Resistors are the most frequently used components in electrical circuits. Since they are so common, they are available in a wide variety of styles and manufacturing techniques. In this section, we won't attempt to provide a comprehensive discussion of all available resistors. Instead, we will provide a simple guide to the types of resistors generally used for building prototype circuits on breadboards.

Resistors are manufactured in a variety of ways. Most commonly available commercial resistors are carbon composition or wire-wound; however, resistors on integrated circuits are generally made of semiconductor materials.

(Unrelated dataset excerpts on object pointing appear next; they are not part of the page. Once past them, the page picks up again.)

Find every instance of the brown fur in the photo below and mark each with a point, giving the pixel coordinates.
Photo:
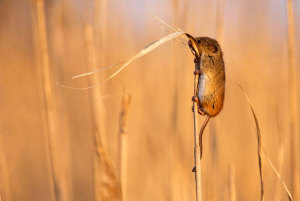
(211, 85)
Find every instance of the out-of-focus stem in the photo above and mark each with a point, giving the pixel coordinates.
(124, 144)
(292, 75)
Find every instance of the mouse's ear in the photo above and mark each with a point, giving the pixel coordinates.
(212, 48)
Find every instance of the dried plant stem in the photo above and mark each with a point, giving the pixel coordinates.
(49, 96)
(281, 151)
(292, 75)
(259, 146)
(261, 151)
(278, 175)
(123, 144)
(5, 183)
(197, 149)
(231, 183)
(107, 186)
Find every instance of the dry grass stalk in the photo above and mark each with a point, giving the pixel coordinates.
(197, 149)
(231, 183)
(5, 191)
(141, 53)
(281, 150)
(259, 146)
(220, 21)
(261, 151)
(293, 107)
(49, 96)
(278, 175)
(123, 143)
(106, 182)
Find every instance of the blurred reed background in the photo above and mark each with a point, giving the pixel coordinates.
(59, 144)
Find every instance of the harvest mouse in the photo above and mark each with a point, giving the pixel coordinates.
(209, 65)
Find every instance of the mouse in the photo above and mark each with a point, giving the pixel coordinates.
(211, 70)
(210, 89)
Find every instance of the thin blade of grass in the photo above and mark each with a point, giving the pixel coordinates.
(146, 50)
(259, 147)
(141, 53)
(97, 70)
(278, 175)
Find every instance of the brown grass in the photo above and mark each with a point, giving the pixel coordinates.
(55, 138)
(42, 48)
(293, 104)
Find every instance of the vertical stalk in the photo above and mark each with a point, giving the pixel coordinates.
(106, 184)
(197, 152)
(292, 75)
(42, 48)
(123, 143)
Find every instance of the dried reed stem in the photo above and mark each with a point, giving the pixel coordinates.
(281, 150)
(261, 151)
(49, 97)
(197, 149)
(259, 146)
(5, 183)
(105, 180)
(278, 175)
(292, 77)
(231, 183)
(123, 143)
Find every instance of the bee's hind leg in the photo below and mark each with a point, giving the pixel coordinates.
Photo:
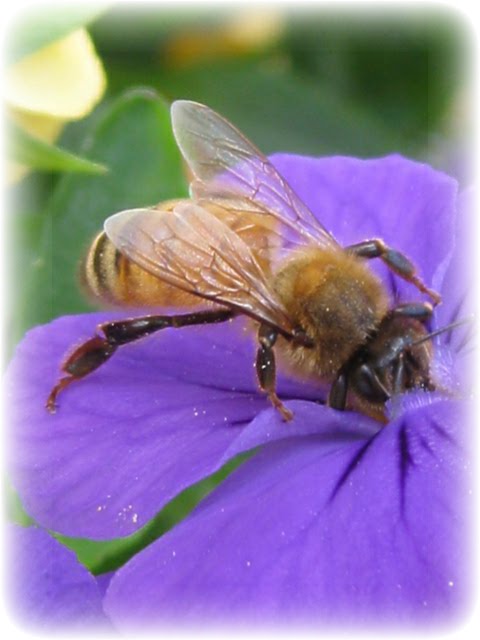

Resistors can have either a fixed or variable resistance. Identification and use of these two types of resistors is (at least superficially) fairly different, so we will discuss them separately in the subsections below.

## Variable Resistors

Variable resistors, sometimes called rheostats or potentiometers, have resistance which may be varied by a mechanical control (usually a knob or a screw) or an electronic one. Potentiometers have three pins while rheostats have two pins. Potentiometers are more common since they can be used as rheostats1). The Digilent analog parts kit contains a variety of potentiometers. A potentiometer from the parts kit is shown in Fig. 1.

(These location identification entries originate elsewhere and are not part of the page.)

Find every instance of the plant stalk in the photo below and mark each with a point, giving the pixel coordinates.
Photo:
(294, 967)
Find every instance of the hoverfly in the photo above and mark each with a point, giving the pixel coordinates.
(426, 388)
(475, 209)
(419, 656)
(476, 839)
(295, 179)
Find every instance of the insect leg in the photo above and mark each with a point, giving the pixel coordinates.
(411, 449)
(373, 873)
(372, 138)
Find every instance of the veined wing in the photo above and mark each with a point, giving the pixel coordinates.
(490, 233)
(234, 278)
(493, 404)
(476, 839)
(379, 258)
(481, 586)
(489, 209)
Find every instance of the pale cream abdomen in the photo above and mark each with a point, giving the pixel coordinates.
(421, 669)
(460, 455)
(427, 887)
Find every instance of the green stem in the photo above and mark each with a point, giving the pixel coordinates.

The pins of a typical potentiometer are shown in Fig. 2. The control sets the resistance between terminals 1 & 2 (R13) and between terminals 2 & 3 (R23). In an ideal potentiometer R13 + R23 is a constant. For the potentiometers in the Digilent analog parts kit, the total resistance R13 + R23 is encoded in exponential notation on the top of the potentiometer as three numbers. The first two numbers are the mantissa of the number; the third number is the exponent. For the potentiometer shown in Fig. 1, the encoded number is 502. This corresponds to a resistance of 50×102, or 5000Ω. This means that both R13 and R23 can be adjusted to between 0Ω and 5000 Ω.

## Fixed Resistors

Fixed resistors provide a single specified resistance value and have two terminals. The circuit symbol for a fixed resistor is shown in Fig. 3. The Digilent analog parts kit provides two types of fixed resistors: a large power resistor and a variety of smaller, low power resistors. Examples of both types of resistors are shown in Fig. 4.

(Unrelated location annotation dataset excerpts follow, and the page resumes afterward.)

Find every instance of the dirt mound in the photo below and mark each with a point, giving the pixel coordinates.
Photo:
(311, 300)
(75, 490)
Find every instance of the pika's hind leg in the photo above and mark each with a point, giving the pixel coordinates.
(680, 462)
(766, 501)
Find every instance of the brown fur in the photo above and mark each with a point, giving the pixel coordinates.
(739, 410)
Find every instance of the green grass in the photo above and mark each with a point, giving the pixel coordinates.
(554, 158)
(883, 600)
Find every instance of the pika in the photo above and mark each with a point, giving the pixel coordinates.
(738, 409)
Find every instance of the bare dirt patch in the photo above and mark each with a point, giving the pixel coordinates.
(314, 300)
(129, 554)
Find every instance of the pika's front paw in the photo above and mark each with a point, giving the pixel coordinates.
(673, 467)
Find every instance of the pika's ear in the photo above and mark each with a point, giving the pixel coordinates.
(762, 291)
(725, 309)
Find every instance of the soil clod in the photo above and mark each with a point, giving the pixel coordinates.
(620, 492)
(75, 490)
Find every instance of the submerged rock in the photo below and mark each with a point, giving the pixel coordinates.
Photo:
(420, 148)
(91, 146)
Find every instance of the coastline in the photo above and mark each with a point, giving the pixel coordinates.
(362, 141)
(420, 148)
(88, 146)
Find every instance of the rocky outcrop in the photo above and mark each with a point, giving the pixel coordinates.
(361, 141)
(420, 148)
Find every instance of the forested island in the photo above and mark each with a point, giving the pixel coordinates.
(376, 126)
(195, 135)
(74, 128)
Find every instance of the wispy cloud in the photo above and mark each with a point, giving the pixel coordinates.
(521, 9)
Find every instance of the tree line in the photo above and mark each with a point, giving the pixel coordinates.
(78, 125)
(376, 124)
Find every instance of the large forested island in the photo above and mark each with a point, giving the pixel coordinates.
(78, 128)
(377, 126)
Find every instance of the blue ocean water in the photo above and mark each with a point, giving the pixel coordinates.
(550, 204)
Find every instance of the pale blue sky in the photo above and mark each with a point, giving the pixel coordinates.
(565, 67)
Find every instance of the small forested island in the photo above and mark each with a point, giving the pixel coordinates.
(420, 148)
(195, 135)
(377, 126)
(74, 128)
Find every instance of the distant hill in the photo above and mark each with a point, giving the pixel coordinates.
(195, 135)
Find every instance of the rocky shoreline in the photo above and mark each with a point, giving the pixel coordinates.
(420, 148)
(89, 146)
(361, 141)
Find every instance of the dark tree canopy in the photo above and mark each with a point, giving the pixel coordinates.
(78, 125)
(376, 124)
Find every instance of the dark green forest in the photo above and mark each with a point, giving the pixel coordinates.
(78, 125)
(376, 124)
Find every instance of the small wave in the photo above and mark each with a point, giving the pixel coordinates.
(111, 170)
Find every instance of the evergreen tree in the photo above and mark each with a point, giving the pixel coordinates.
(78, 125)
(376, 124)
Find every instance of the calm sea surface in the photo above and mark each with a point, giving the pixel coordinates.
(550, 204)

Resistors that are physically large enough will usually have their resistance value printed directly on them, as in the resistor of Fig. 4(b). Smaller resistors, like those shown in Fig. 4(a), generally use a color code to identify their resistance value. The color code consists of a series of three to six colored bands. The color coding scheme is provided in Fig. 5. All resistors in the Digilent analog parts kit have four bands—for these resistors, the first three bands provide a nominal resistance value2) in exponential notation. Like the potentiometer, these colors correspond to a number in exponential notation; the first two colors correspond to numbers which give the mantissa of the number, and the third band provides the exponent. The fourth color band provides a tolerance between the actual and expected resistance. An example of calculating a nominal resistance from a color code is provided below.

### Example

A resistor has the following color bands below. Determine the resistance value and tolerance.

• First band: Red
• Second band: Black
• Exponent: Orange
• Tolerance: Gold

Resistance = (20+0)x103 ± 5% = 20kΩ ± 1k Ω

### Important Point

Resistors can be fixed or variable. The most common resistors in the Digilent analog parts kit are small fixed resistors. The resistance values for these resistors are encoded on the resistors in a series of colored bands. The color codes are provided in Fig. 5 above. You should make an effort to understand how to determine a resistance value from the color code on the resistor.

1) But not the other way around.
2) Nominal means “in name only”. In engineering-speak, it generally means that the given value should be the actual value, but probably isn't. It is often used to denote a desired or expected value. By the way, engineers often use the term nominal synonymously with normal. Usually, this exchange (though incorrect) makes sense the way engineers use the terms.